England international rugby union player

Simon Hodgkinson (born 15 December 1962) is a former international rugby union player. He represented England at fullback between 1989 and 1991, gaining 14 Test caps.

==Career==

Hodgkinson made his debut against Romania in Bucharest in 1989 and was a main part of the side which completed the Grand Slam at the 1991 Five Nations Championship, kicking 60 points in four matches (a world record at the time, but had since been broken by Jonny Wilkinson).
He had goal-kicking stats of 80.23% successful place-kicks (penalties and conversions) over his career – an extremely high rate in the years of amateur rugby: and still holds the record for the most penalties converted in a Five Nations/Six Nations match with the seven he successfully converted in the 25–6 victory over Wales in Cardiff.
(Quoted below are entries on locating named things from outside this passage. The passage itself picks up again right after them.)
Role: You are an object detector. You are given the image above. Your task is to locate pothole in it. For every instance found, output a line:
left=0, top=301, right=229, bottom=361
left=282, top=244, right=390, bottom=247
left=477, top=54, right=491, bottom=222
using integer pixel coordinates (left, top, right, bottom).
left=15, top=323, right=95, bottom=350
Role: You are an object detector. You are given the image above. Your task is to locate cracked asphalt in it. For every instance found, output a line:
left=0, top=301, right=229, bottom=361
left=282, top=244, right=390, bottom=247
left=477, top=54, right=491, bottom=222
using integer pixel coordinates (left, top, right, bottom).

However, he was primarily a consistent place-kicker and not viewed as much of an attacking threat; after harsh criticism of England's dour forward-based tactics in their 1991 Grand Slam he was replaced by Jonathan Webb, previously considered less consistent with the boot, in both place-kicks and penalties, but was seen to be more adventurous with the ball in hand. Hodgkinson was however in the squad for the 1991 Rugby World Cup held in England, Ireland, Scotland, Wales and France: and played in the victorious team against United States of America. Hodgkinson scored 203 points in his 14 appearances, with a sole try coming against Argentina in Buenos Aires on tour in 1990. Although he might be considered unlucky to have lost his place when he did, injuries curtailed his subsequent career and he was never able to regain a place in the international team.

Hodgkinson was later named as the idol of one of the world's best players, Jonny Wilkinson – which was mentioned in his biography Jonny.

==Personal life==

Simon Hodgkinson married farmer's daughter Fiona Radley (Fiona Hodgkinson) in Southwell Minister on 22 August 1992. Their first child Olivia Honor Hodgkinson was born on 15 November 1994, and their second daughter Anna Victoria Hodgkinson was born on 25 August 1998. Both children attended Wellow House Prep School in Ollerton, Nottinghamshire and at the age of 13 to 18 they both attended Oundle School, Northamptonshire.

During his club career, he played for Nottingham and Moseley, where he captained for 3 seasons. He retired from being one of the head rugby coaches at Oundle School, Northamptonshire along with John Olver in 2017 after 15 years of coaching.